ジェフ・ゴールドスミス日記

ファッションとグルメ以外のこと。

デッド・フラワーズ

私は陽も暮れてしばらく経ち、人気の無くなった商店街にいた。

今年の夏はまさに酷暑といえる暑さで、8月も末になり、さらにその夜になっても気温が高い。例年だと「暑い暑い」といってもお盆を過ぎるとしだいに朝晩から空気が変わっていき、過ごしやすくなるのだが今年はこの時点でそんな気配を感じない。こうして夜になってから外を歩いていても汗が噴き出してくる。

どうもスネのあたりを何箇所か蚊に刺されたようで、段々と痒くなってきた。

もう帰ろうといくつか歩を進めたところで、不意に耳元で蚊の羽音が聞こえた。私は驚いて、反射的に音の聞こえる方に手を出した。

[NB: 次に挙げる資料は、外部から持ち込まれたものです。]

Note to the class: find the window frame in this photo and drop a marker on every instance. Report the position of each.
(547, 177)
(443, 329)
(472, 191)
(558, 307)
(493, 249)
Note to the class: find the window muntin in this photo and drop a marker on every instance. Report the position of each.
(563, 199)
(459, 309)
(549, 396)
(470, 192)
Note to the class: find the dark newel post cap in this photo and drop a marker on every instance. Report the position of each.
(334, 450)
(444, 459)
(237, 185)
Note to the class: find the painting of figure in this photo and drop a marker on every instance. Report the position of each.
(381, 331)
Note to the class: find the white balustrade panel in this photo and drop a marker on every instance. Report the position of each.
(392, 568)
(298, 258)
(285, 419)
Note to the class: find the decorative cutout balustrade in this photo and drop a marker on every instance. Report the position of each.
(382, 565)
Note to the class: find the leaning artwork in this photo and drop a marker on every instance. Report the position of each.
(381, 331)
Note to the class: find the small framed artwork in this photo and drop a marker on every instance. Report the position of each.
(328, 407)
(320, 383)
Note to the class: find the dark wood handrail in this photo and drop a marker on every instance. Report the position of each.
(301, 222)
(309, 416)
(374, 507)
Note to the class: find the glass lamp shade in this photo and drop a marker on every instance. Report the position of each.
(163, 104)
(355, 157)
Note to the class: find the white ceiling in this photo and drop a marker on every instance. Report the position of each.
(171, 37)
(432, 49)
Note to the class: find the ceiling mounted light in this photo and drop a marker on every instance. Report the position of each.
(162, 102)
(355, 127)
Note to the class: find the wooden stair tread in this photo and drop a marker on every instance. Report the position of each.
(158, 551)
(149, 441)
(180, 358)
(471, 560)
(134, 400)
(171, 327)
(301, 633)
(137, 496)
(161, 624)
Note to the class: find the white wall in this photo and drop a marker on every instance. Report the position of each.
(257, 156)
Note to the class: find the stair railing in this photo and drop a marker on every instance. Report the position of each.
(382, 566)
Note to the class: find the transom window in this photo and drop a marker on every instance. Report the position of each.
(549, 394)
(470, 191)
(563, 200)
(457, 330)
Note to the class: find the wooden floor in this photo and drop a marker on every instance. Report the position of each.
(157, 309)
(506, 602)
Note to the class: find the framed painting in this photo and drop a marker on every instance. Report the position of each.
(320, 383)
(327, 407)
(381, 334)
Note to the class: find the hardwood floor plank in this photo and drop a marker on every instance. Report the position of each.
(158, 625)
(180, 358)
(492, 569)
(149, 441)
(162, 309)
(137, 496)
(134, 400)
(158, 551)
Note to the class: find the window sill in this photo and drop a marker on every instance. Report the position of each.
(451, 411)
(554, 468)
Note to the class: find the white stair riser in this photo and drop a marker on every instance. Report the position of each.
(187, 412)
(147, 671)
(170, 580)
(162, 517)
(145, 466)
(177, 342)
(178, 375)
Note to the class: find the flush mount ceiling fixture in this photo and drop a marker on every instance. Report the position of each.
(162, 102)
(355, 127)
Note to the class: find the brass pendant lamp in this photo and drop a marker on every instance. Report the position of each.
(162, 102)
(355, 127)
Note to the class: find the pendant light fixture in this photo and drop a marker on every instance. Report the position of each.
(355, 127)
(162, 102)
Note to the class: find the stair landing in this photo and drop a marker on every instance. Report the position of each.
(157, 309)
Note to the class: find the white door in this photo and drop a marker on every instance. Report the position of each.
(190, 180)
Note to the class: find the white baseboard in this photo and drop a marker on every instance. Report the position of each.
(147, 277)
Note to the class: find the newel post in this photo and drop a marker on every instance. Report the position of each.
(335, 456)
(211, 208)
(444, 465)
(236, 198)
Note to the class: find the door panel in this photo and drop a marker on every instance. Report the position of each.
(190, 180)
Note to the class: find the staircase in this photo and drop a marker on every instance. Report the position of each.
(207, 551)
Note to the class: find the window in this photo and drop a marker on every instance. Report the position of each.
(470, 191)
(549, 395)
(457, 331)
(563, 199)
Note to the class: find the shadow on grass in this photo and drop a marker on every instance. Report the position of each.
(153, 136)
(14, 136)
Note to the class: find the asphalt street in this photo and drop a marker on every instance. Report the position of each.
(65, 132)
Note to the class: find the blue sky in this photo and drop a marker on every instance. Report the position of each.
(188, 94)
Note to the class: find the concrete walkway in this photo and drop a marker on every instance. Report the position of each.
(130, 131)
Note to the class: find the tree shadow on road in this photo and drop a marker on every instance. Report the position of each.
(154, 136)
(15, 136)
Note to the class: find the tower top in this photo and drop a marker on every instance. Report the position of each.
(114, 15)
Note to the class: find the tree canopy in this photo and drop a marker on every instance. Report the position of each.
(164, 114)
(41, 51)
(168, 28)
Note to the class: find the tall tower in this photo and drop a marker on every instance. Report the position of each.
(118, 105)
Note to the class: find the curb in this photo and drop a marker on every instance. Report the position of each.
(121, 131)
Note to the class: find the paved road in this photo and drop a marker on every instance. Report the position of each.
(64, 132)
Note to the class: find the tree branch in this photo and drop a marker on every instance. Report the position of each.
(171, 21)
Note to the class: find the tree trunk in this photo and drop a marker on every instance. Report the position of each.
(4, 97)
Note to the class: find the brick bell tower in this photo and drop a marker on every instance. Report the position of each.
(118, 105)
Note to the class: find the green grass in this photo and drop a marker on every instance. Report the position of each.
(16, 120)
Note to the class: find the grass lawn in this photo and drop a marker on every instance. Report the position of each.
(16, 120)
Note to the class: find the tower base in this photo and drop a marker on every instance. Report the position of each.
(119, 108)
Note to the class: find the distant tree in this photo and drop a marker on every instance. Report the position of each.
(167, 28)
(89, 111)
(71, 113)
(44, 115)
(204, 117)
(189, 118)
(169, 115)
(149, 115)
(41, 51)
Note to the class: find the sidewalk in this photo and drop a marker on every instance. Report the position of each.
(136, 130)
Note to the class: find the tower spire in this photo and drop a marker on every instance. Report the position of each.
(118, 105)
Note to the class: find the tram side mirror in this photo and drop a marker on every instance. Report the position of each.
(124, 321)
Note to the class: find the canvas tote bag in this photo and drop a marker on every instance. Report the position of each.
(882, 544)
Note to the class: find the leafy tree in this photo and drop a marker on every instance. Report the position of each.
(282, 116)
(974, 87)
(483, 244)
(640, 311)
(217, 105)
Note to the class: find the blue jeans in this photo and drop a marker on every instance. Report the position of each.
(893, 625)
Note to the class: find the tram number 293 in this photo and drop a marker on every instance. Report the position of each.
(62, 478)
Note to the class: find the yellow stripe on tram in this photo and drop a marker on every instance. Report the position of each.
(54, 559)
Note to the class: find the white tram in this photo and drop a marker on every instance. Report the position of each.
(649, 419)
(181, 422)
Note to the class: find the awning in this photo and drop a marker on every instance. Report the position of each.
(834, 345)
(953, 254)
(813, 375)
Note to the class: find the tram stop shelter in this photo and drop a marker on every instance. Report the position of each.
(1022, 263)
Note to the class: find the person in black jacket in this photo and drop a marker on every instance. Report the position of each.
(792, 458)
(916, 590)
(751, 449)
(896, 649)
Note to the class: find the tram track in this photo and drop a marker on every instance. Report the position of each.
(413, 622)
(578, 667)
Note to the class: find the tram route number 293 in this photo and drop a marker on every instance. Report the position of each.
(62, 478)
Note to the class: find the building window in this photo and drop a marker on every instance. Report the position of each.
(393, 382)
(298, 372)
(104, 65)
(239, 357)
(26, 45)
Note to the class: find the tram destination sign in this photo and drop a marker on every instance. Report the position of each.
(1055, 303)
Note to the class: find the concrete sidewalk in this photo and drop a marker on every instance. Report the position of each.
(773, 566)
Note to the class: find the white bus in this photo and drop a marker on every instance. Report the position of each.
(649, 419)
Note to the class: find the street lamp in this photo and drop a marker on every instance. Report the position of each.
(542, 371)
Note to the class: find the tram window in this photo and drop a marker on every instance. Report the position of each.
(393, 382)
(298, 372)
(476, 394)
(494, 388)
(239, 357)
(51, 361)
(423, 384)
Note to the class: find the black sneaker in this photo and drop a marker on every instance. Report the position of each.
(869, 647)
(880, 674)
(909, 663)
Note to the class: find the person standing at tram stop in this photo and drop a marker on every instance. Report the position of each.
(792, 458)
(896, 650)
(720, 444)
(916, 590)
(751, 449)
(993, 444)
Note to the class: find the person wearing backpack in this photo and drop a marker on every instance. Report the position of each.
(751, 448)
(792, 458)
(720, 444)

すると、とっさのことで力の加減がわからなかったのか、私は自分の頬の辺りを、思いのほか強くビンタしてしまった。

手はメガネの柄に当たり、かけていたメガネは飛んでしまった。そして、アスファルトの上に落下した。しかも、悪いことにレンズの部分を下にして道上に立ってしまっているではないか。

私はすぐさまそれを拾い上げ、レンズにキズが付いていないか確認した。

細かい砂のようなものがレンズの表面に付着しているが、大きな傷は付いていないようだ。

ひとまず胸をなでおろしたが、明るいところで確認しなくてはと、もうあとわずかとなった自宅への帰り道を急いだ。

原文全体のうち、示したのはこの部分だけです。